Si scrive alla Facoltà di Medicina dell’Università di Milano con questo intento: “Voglio vivere e lottare per tutti gli uomini”. Purtroppo la sordità diventa quasi totale, è accompagnata alle lezioni dall’amica Anna, subisce anche umiliazioni, ma non nutre mai risentimenti. Impara l’alfabeto muto, insieme ai familiari, per non essere isolata. Si aggiungono il diminuire della vista e l’accentuarsi del dolore alla gamba. Iniziano gli interventi chirurgici anche alla testa; Benedetta sa che la malattia è incurabile, ma la accetta con tranquillità, nonostante metà della faccia sia paralizzata, e, appena ristabilita dopo un intervento, continua a frequentare l’Università.

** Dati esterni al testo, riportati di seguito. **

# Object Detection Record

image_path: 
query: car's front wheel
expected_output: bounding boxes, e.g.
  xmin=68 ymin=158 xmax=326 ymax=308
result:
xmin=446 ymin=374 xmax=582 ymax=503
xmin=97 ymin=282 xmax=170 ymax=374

Arriva il momento in cui Benedetta è costretta a rimanere chiusa in camera, a muoversi a fatica con il bastone dal letto alla poltrona, con acuti dolori. Segue attraverso i giornali le vicende politiche, commentando con le amiche Maria Grazia, Nicoletta e Anna le notizie più interessanti. La situazione peggiora ulteriormente: Benedetta è completamente cieca, sorda, immobile in un letto; perde anche il gusto e l’odorato e le sono asportati tutti i denti a causa di ascessi dentari.

Il pellegrinaggio a Lourdes è sempre stato un sogno per Benedetta e riesce a realizzarlo con il treno dell’UNITALSI. Partecipa in profondo raccoglimento a tutte le cerimonie; nella preghiera esprime il desiderio di farsi suora e dimostra una particolare attenzione verso Maria, una ragazza a lei vicina e paralizzata da due anni, accanto alla madre inferma. Alla partenza Maria piange disperata per non aver ricevuto la guarigione. Benedetta tende le mani e le due ragazze pregano insieme. A un tratto Maria si alza di scatto dalla barella e grida di gioia, perché riesce a stare in piedi. Si avvicina a Benedetta, ma non riesce a parlarle per il grande trambusto che si era creato. Dal volto di Benedetta emana una luce radiosa, una felicità soprannaturale: era avvenuto un miracolo per la ragazza sconfortata!

Il pellegrinaggio a Lourdes si rinnova nel 1963 con il treno dell’OFTAL e all’amica Franci scrive: “A Lourdes vado ad attingere forza dalla Mamma celeste”. Si commuove sempre per le sofferenze degli altri ed è dispiaciuta di non poter esprimere parole di conforto. Ha l’occasione di conoscere sacerdoti con cui poi intrattiene un rapporto epistolare. A padre Gabriele Casari quindici giorni prima di morire esprime l’abbandono in Dio “Padre che ci aiuta e ci ama più di noi stessi...”. Il 23 gennaio alle 10.40 Benedetta sale al cielo.

Parole toccanti, che fanno riflettere sul valore della vita, che è dono anche quando fa soffrire, se è accolta con fede e amore verso tutti, e tutto il bene e il bello che ci circonda.